I was experimenting with the Riva STT “word boosting” capabilities by following this doc. This doc said “Out-of-vocabulary (OOV) word boosting is supported.”
But when I try to boost the OOV word, I get
E1201 10:11:54.271695 77 streaming_asr_ensemble.cc:1286] Caught exception: Unable to encode the word <MY_OOV_boosted_WORD>
E1201 10:11:54.271879 1856266 grpc_riva_asr.cc:1465] Received error from Triton: Unable to encode the word <MY_OOV_boosted_WORD>
Then I found this doc. That says “Flashlight decoder used in Riva is a lexicon-based decoder and only emits words that are present in the decoder vocabulary file.”
So when I add the <MY_OOV_boosted_WORD> in the lexicon file, the above encoding error is solved.
Could you please tell me how I can boost the OOV words in Riva? If you need any other information please let me know.

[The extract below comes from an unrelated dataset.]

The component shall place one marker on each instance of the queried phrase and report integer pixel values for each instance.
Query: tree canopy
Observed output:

I have the same problem. For example, for the RIVA Parakeet-CTC-XXL-1.1B ASR English model, word boosting works correctly. However, for Parakeet-TDT_CTC-110M, using word boosting causes the error Unable to encode the word <MY_OOV_boosted_WORD>. The difference between these models is in the tokenizer. parakeet-1.1b uses SentencePiece Unigram. Parakeet-110m uses BPE. If the words needed for boosting are added to the lexicon file, then boosting works for the Parakeet-110m model as well. But for out-of-vocabulary (OOV) words, RIVA encodes this words on the fly. And this feature only works with SentencePiece Unigram tokenizers. Is there a fix or instructions on how to boost OOV words for models with a BPE tokenizer?
Out of vocabulary means the words which are not present in vocab.txt used during riva-build.
The boosting will not work for characters out of model’s tokenizer.
Characters like ‘<‘, ‘>’ are not part of tokenizer hence the warning.
if you need to boost characters which are not part of model’s tokenizer, please wait for our next Parakeet CTC NIM release.